Whilst the GP contract has other offers in the next few years from the NHSE mothership, a few primary care clinicians are wary. Some feel that NHSE has a history of incentivising primary care to do something and then chipping away at the amazing initial offer with added work. The end result is working harder and earning the same or less. Other GPs have a more positive outlook; the contract is fixed for five years, offering unprecedented stability and funding clarity.

Leaving GP views aside and focusing on the health population management of older people we have already named heaps of positives. However, one area that does require further development is screening for older people living with frailty.

The new contract makes a polite nod to the old 2017-2019 GP contract where the Electronic Frailty Index (EFI) was used as a screening tool for moderate and severe frailty. However, there were a lot of challenges with implementing this in primary care (a discussion for another blog), which are best summarised by saying that there will be wild fluctuations in prevalence of frailty for reasons that are not solely due to demographic variations.

NHSE could rectify this by incentivising primary care networks to do a QI Module for identification of frailty based on the screening of patients who had any of the following criteria and then using Rockwood Clinical Frailty Scale to make the diagnosis:

  1. Age >90
  2. Diagnosis of dementia
  3. Living in care homes
  4. Housebound
  5. EFI severe

Part of that QI Module may be some support or training in the recognition of frailty, management of long term conditions with co-existing frailty, and medications de-prescribing.

On a final and much brighter note, the NHSE boffins may have cracked a massive barrier to delivering excellent, joined up care for older people; information governance and specifically data sharing.

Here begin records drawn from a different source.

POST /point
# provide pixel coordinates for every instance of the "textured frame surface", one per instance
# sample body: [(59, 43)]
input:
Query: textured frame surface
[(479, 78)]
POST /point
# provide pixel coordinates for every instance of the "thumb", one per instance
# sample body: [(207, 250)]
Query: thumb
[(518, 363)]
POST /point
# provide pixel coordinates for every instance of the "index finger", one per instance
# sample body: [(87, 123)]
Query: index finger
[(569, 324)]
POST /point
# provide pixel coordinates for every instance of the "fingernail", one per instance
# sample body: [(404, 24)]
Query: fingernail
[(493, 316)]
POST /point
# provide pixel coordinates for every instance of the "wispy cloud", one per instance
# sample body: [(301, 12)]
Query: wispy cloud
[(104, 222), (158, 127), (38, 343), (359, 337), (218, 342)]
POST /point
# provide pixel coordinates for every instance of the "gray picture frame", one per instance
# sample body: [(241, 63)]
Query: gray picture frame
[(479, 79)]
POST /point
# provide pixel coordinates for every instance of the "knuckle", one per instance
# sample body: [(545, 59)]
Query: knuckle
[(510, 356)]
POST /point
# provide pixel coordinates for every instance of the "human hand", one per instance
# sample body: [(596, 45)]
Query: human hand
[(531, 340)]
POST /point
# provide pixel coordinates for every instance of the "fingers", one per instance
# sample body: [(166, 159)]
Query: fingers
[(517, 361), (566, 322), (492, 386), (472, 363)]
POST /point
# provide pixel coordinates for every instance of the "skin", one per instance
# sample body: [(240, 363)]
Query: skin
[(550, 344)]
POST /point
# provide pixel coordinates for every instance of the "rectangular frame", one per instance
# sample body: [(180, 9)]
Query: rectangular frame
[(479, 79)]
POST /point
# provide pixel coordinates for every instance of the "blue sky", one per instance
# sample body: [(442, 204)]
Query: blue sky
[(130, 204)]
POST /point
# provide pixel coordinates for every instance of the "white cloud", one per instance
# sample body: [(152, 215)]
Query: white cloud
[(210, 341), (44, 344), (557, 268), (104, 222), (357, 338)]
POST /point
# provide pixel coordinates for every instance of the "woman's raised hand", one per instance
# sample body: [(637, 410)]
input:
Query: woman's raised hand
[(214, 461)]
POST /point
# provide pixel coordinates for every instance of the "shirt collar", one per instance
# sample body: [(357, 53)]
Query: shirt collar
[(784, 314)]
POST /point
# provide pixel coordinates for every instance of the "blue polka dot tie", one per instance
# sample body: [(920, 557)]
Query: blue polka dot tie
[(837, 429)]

Here’s the problem: older people with complex needs require the skills of a medley of health and social care professionals, who are employed by different providers, with siloed patient records, resulting in  multiple fragmented accounts of the patient story. It has long been appreciated that to articulate the needs of the patient so that they genuinely tell their story only once, this NHS orchestra of professionals requires a shared IT solution. However, there is a lot of anxiety in the NHS about information sharing and patient confidentiality which maintains the fragmented status quo.

Now here is where it gets interesting. The clever folk in NHSE realised that if they wanted to get smaller practices to work in Primary Care Networks, a key challenge would be data sharing and information governance. As a result they will be publishing a model national data sharing template for use. This is a potential game changer for older people with complex needs; by having and information sharing agreement between primary care networks and community health services, the foundations are set for a shared IT solution, meaning that patients will finally be able to tell their story only once.

So will we be entering into a brave new world in primary care? It depends on where your starting point is. There will be quite a few GP surgeries in the UK that already cover a population of more than 30,000. They are in a great place. Smaller practices and GP federations will be less excited by the proposal. Whilst there are going to be some workforce challenges, this is under regular review by the powers that be. There are certainly a lot of positives, with some great potential for improving the health of older people and if NHSE do decide to crack frailty screening and identification then we can make some deep inroads.

A key strength of primary care has always been its nimbleness in the face of change. Ultimately success will be determined by the individuals in a network, working relationships with community teams, and what changes NHSE make to the contract in the next five years.